Some of the results of the study are illustrated in the following figures, extracted from the paper. In Fig. 1, the displayed envelope broadening factors (EBFs) are quantitative measures (based on the root-mean-squared width of the square of the curve) of the resolution degradation in each case. A number of observations can be made from the curves. It is clear that even dispersion correction up to the third order is insufficient to completely mitigate broadening effects. Additionally, when merely second-order dispersion correction is applied, the structure of the envelope is characteristic of the (now predominant) odd-order dispersion - a slowly-decaying tail with prominent fringes. Finally, the ability of absorption to actually mitigate the effects of dispersion is clearly evidenced in the right columns of the figure.

a graphic
Figure 1. Plots of interferograms due to the effects of absorption and disperion. The source resolution (SR) is 1μm. The source centre wavelengths are indicated for each column, and the single-pass propagation distance in water is 1mm. The top row shows plots of the undistorted source power spectral density (red) and the absorption-distorted power spectral density (black). The centre row shows the normalised interferogram (point-spread function) envelopes under different dispersion compensation conditions (no compensation, only 2nd-order compensation, both 2nd and 3rd order compensation, and full compensation, as given in the legend). The bottom row is similar to the centre row, except that absorption effects are ignored.

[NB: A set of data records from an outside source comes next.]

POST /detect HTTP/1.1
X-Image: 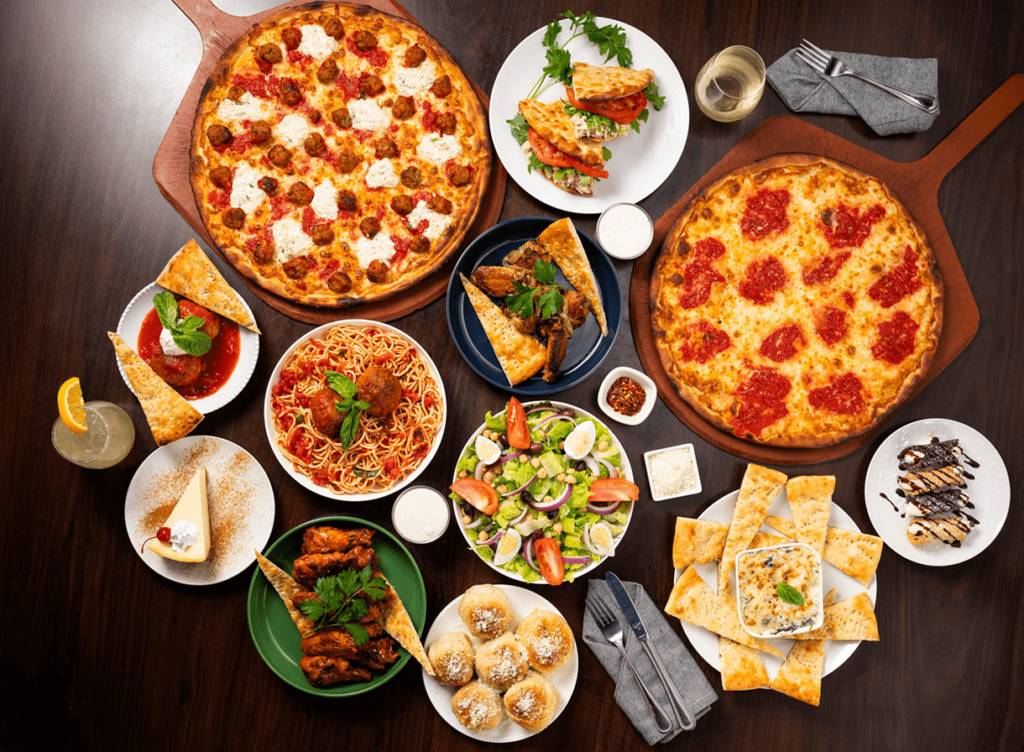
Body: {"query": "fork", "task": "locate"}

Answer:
[797,39,939,115]
[589,598,673,734]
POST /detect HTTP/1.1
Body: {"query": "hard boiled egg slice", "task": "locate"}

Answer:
[564,420,597,460]
[590,523,615,556]
[476,433,502,465]
[495,528,522,567]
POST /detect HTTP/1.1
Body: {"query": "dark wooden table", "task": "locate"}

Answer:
[0,0,1024,750]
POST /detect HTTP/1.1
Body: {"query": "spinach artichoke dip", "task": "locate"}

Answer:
[736,543,824,637]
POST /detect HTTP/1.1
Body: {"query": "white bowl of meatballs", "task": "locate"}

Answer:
[415,584,580,743]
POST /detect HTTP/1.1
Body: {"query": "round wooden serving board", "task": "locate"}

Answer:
[630,74,1024,465]
[153,0,508,324]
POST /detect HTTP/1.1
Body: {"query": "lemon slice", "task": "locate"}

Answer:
[57,376,88,433]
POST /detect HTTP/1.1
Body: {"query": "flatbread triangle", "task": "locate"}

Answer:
[106,332,203,447]
[157,240,260,334]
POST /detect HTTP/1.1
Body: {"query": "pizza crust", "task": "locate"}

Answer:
[650,154,943,448]
[189,3,493,307]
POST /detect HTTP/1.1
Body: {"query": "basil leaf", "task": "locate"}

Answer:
[775,582,805,605]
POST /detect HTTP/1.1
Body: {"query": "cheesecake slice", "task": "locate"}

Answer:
[148,467,210,563]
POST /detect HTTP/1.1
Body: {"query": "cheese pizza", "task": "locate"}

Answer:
[650,155,942,447]
[190,3,490,306]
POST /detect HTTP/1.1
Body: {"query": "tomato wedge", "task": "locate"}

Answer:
[565,89,647,125]
[505,396,534,449]
[589,477,640,501]
[449,477,498,515]
[526,128,608,177]
[534,538,565,585]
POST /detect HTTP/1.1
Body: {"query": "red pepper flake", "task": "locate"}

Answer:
[608,376,647,417]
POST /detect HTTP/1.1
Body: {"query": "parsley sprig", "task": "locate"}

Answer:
[505,258,564,319]
[299,567,387,645]
[153,290,213,356]
[326,371,370,449]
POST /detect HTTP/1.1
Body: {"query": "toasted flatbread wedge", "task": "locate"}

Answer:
[718,637,771,692]
[106,332,203,447]
[793,593,879,642]
[765,514,883,587]
[519,99,604,167]
[665,567,782,658]
[459,274,547,386]
[157,240,260,334]
[785,475,836,556]
[718,463,786,593]
[572,62,654,100]
[381,575,434,676]
[537,217,608,336]
[672,517,793,570]
[256,551,313,635]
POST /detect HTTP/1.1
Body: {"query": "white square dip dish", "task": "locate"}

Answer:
[736,543,825,639]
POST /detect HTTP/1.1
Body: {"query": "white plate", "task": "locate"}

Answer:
[125,435,274,585]
[676,487,879,678]
[864,418,1010,567]
[118,282,259,415]
[422,585,580,743]
[489,17,690,214]
[452,400,639,585]
[263,319,447,501]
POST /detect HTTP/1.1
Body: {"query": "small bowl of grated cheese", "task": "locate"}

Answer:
[643,444,700,501]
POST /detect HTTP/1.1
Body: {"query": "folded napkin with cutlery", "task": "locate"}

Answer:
[583,580,718,744]
[766,49,939,136]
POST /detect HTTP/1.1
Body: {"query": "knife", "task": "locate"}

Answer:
[604,572,697,732]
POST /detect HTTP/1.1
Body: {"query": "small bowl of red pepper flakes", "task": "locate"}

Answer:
[597,366,657,425]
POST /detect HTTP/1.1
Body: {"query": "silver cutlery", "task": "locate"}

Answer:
[589,598,673,734]
[604,572,697,732]
[797,39,939,115]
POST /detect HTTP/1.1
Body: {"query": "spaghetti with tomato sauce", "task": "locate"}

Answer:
[270,325,444,494]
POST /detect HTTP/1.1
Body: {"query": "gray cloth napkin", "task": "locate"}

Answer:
[583,580,718,744]
[767,50,939,136]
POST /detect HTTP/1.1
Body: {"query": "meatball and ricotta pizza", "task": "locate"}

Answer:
[190,3,490,306]
[651,155,942,447]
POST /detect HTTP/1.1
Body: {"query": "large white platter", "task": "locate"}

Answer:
[488,17,690,214]
[422,585,580,743]
[676,487,885,678]
[452,400,639,585]
[864,418,1010,567]
[125,435,274,585]
[263,319,449,501]
[118,282,259,415]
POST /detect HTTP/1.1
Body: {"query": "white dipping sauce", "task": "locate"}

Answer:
[391,486,449,543]
[597,204,654,258]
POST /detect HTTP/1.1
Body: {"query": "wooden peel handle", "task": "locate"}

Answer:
[918,73,1024,191]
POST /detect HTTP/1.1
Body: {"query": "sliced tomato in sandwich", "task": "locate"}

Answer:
[526,128,608,178]
[565,89,647,125]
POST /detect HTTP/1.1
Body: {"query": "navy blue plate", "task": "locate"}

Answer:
[445,217,623,396]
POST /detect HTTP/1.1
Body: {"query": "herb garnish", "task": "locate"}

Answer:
[326,371,370,449]
[153,291,213,356]
[505,258,564,319]
[775,582,805,605]
[299,567,387,645]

Fig. 2 displays plots of the effective resolution (ER, the product of source resolution and envelope broadening factor) versus centre wavelength for a range of different source resolutions and dispersion compensation conditions. The propagation distance is again 1mm. If full dispersion compensation is applied, 1μm ER is attainable with a 1μm source resolution (SR) only at centre wavelengths below ~0.9μm, and even increasing the bandwidth will not improve upon the ER at higher wavelengths. If merely second-order dispersion compensation is utilised, then the maximum attainable ER, for any SR, is 1.8μm, at a centre wavelength of 0.55μm. (The required SR is 1 μm). If an SR greater than 1μm is used (1.5μm or 2μm), then an ER of less than 2.5 μm is attainable up to centre wavelengths of ~0.85μm, but ultrahigh SRs of 1μm or less give poor results at these centre wavelengths. This situation is significantly improved if third-order dispersion compensation is incorporated into the system. Under this condition, an SR of 1μm gives consistent results below 0.9-μm centre wavelength, attaining a minimum ER of 1.5μm at centre wavelength 0.8μm. If no dispersion compensation is applied at all, the ER is minimized at around 1 -- 1.1 μm for all SRs. The minimum ER (3.6μm) occurs at a centre wavelength of 1.0μm, for a 2-μm SR. At all centre wavelengths, an SR of 2 μm or greater is required to attain the minimum ER at that wavelength, due to the additional uncompensated dispersion introduced with broader-bandwidth sources.

a graphic
Figure 2. Plots of effective resolution (ER) vs. centre wavelength. The dispersion-compensation conditions for each plot are given, and the single-pass propagation distance is 1mm. Multiple curves indicate different source resolutions (SRs), with the legend in the lower-left panel applicable to all plots.

Conclusion

This analysis showed that if an axial resolution target approaching 1μm is to be attained in OCT imaging, then it is necessary to compensate for multiple dispersion orders, no matter how great the source bandwidth. Moreover, the source centre wavelength should not be located in the vicinity of a sample absorption peak, so that the entirety of the spectrum is utilised in generating the signal.

References

  1. T. R. Hillman, D. D. Sampson, The effect of water dispersion and absorption on axial resolution in ultrahigh-resolution optical coherence tomography, Opt. Express, vol. 13, no. 6, pp. 1861-1874, 2005.